そのため、「④ブラウザが Auth サーバーに認可リクエストを送信」にて認可コードを発行しても良い権限を持ったセッションが見つからない場合、Auth サーバーは 400 Bad Request Error を返却します。
aws login とは、「ログインするコマンド」ではなく「既存セッションを借りるコマンド」なのです。
その他の失敗パターン
aws login 失敗時の他パターンはこちらになります。
| 症状 | 原因 | 対処 |
|---|---|---|
| 400 Bad Request | ブラウザでログイン中のロールにSignInLocalDevelopmentAccessがない(スイッチロール環境でベースアカウントのロールに権限がないケース等) |
SignInLocalDevelopmentAccessが付与されたロールでログインした状態にする(= スイッチロール先にログインしてからリトライ) |
| ExpiredToken / AccessDenied | 既存の~/.aws/credentialsが優先されている |
--profileで明示指定、または古いcredentialsを削除 |
| ファイアウォールポップアップ | localhostコールバックサーバーがブロックされている | aws login --remoteを使用 |
ExpiredTokenについては、臼田さんの解説記事が詳しいためおすすめです。
ファイアウォールにブロックされた場合の対処方法は公式Docsに記載があります。
まとめ
aws login はブラウザの既存セッションを再利用する設計でした。そのため、スイッチロール先のアカウントで作業を行う場合には、先にブラウザでスイッチロール先へのログインを完了してから aws login コマンドを叩く必要がありました。

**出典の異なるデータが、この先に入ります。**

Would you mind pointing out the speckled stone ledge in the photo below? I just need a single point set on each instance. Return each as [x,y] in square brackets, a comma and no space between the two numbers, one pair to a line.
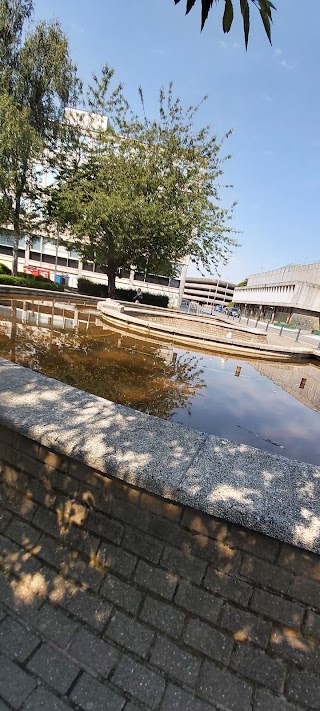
[271,494]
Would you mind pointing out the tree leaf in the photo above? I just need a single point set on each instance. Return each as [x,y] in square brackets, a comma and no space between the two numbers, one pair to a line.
[190,4]
[227,16]
[266,23]
[246,19]
[206,7]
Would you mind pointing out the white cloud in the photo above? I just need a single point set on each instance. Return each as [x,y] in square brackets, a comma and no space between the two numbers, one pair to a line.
[266,97]
[284,63]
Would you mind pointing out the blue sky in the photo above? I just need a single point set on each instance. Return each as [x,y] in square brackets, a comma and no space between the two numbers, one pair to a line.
[269,96]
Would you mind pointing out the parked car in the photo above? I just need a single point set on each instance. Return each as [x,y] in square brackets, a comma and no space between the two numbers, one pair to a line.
[234,312]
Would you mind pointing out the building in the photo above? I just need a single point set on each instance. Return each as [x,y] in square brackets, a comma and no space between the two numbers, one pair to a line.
[55,261]
[290,294]
[208,291]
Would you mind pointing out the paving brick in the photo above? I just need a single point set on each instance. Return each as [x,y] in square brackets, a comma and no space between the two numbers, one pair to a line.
[163,616]
[44,700]
[307,591]
[52,459]
[143,545]
[304,688]
[105,527]
[5,517]
[292,646]
[312,624]
[15,684]
[176,699]
[171,533]
[54,624]
[22,533]
[131,634]
[252,542]
[278,609]
[41,494]
[88,574]
[24,604]
[217,554]
[183,564]
[225,688]
[208,641]
[229,587]
[265,574]
[300,562]
[19,504]
[90,695]
[142,683]
[259,667]
[47,521]
[176,662]
[122,594]
[161,507]
[114,558]
[90,609]
[54,668]
[15,559]
[16,641]
[130,513]
[65,483]
[265,701]
[205,524]
[93,653]
[155,579]
[245,626]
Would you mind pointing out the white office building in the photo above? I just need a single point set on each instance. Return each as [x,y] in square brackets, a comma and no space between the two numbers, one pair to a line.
[290,294]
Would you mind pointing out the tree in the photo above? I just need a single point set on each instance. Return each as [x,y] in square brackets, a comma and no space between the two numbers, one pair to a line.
[37,81]
[145,193]
[265,8]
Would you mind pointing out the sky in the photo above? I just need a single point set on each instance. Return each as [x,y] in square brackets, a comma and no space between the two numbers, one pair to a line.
[269,97]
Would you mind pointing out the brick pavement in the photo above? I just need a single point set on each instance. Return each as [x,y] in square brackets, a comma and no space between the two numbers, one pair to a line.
[112,599]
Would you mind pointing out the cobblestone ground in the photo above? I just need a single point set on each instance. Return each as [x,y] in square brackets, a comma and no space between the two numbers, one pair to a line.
[111,600]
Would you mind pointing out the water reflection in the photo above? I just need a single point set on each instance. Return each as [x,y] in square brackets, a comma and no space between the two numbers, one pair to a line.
[259,403]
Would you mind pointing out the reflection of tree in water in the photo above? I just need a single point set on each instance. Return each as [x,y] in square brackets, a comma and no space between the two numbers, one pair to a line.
[142,375]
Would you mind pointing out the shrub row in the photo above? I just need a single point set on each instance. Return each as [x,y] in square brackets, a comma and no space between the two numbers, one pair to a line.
[29,281]
[91,288]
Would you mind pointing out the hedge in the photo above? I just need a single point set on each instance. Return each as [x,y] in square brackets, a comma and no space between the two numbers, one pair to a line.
[29,281]
[91,288]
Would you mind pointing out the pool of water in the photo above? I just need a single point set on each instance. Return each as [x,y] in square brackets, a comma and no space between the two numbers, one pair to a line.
[272,406]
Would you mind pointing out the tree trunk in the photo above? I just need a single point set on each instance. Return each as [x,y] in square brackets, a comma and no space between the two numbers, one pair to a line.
[16,237]
[111,273]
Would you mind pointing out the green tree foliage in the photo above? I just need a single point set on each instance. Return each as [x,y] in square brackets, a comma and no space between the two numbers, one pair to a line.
[37,81]
[265,8]
[145,193]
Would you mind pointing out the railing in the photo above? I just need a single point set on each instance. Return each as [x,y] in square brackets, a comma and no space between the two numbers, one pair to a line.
[295,334]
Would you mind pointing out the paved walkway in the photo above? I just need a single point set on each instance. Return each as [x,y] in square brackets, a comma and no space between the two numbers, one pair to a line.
[147,605]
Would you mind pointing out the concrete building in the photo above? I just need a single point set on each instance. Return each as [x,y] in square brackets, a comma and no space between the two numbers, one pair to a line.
[289,295]
[208,291]
[55,261]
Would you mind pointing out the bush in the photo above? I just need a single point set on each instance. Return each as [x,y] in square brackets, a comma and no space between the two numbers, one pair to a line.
[91,288]
[29,281]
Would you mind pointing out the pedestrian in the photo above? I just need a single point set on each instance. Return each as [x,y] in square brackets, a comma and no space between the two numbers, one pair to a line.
[138,297]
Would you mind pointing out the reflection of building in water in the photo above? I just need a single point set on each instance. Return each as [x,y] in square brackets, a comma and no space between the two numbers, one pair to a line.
[301,381]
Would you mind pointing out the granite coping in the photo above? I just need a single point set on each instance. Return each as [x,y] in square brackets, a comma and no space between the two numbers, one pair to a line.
[266,492]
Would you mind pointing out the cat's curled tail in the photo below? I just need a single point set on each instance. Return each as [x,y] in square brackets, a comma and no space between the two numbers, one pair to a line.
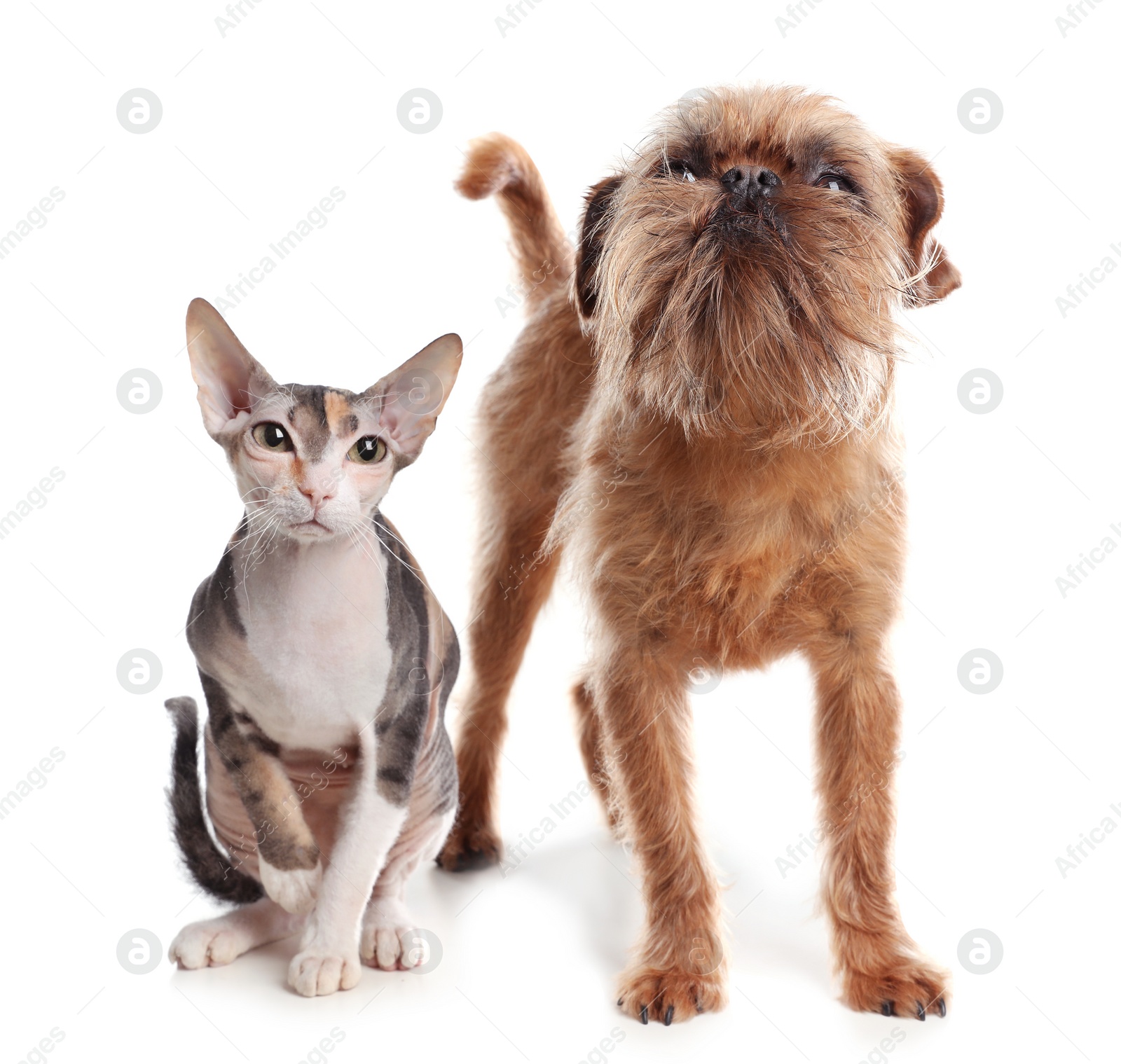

また本コマンドの利用には、SignInLocal DevelopmentAccess 権限の付与が前提にあります。 400 Bad Request Error が発生した際には、以下の点を確認してみるといいかもしれません。
- 目的のアカウントに対して、適切な権限が付与されているか
- 目的のアカウントでログインを完了しているか
この記事がどなたかの役に立ちましたら幸いです。